The centre’s teachers and the children’s parents decided not to let the centre go without a fight. The initiative group spontaneously formed around the centre’s director, Galina Lebedeva and her daughter Irina, who was one of the teachers working there. These two brave women were not afraid of courts, OBEP (Economic Crime Department) inspections, or telephone threats. But Irina had two adopted children. First, the Department of Education began “working” on the children’s babysitter; then there were threats that they would involve the child-welfare authorities, as Ira Lebedeva “exposes the children to potential danger”. Suddenly, the Lebedevs were no longer civil activists – they were a mother and a grandmother, whose children were in danger. All their protest activities came to a sudden halt; the centre’s last building was demolished in September, and the construction of an elite apartment building is already underway.
Of course, the authorities do not really need or even care about Zhenya Chirikova’s wonderful children. What they do need and want is to break Zhenya.
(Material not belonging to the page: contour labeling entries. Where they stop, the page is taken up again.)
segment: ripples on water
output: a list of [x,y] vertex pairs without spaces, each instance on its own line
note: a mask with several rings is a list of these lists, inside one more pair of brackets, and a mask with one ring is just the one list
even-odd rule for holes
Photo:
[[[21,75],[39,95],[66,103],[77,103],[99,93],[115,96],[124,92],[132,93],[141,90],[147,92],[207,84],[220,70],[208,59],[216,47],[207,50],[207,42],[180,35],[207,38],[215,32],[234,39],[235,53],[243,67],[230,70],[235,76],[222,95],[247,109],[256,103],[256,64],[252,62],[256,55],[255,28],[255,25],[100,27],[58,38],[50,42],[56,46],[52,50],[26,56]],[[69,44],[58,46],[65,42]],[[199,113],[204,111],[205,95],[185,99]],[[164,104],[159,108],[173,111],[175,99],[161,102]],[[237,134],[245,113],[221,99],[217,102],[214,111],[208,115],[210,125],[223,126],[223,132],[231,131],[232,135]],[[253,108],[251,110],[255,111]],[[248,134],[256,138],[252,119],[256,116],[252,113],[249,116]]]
And the point is not so much the Khimky Forest anymore. Chirikova has become a problem in and of herself. Over the past four years, a powerful protest movement has formed around this slender thirty-year-old manager: a movement not afraid of the OMON (Special Police Force), ‘Centre E’, football fans, or the devil himself. Zhenya finds support among amazingly diverse circles – from the Moscow anarchists to the Moscow State University professors, from the Moscow Region elderly to the green party faction of the European Parliament. She is not going to slow down.
They have tried to crush the movement, beat it dead and frighten it into submission. Now, they are trying to behead it. How can we stop Chirikova, who is ready to actually throw herself in the way of operating construction equipment? We can remind her that she is a mother.
Zhenya and children
“I was very angry. I was furious,” Zhenya says. She only just finished writing yet another petition to hold yet another protest meeting. “Of course, they did not anticipate such a reaction from me. They had expected that I would go to the child welfare authorities’ offices ready to beg them and humiliate myself. But, there was only one thought in my head: ‘What bastards!’ But I had not anticipated receiving such support. People that I do not even know write to me: ‘If they come, barricade yourself in the apartment, and post a message on Twitter – we will come to your rescue.’ It is Twitter - no longer the state – that we put our hope in. And the support of Internet users is more important for me than the bureaucrats’ support.”
A few words to the child welfare authorities
Dear child welfare services employees! I have spoken with you and you did not seem to be mean people. You said: “Nobody is trying to take away Yevgenya’s children. We simply must follow up on the report we have received because the law requires that we should do so.” And, that much is true.
But no law requires that you should join in the hounding campaign against Zhenya. Liza and Sasha, whom you claim to be protecting, are mostly afraid for their mother.
In this war, you should be on the side of the children.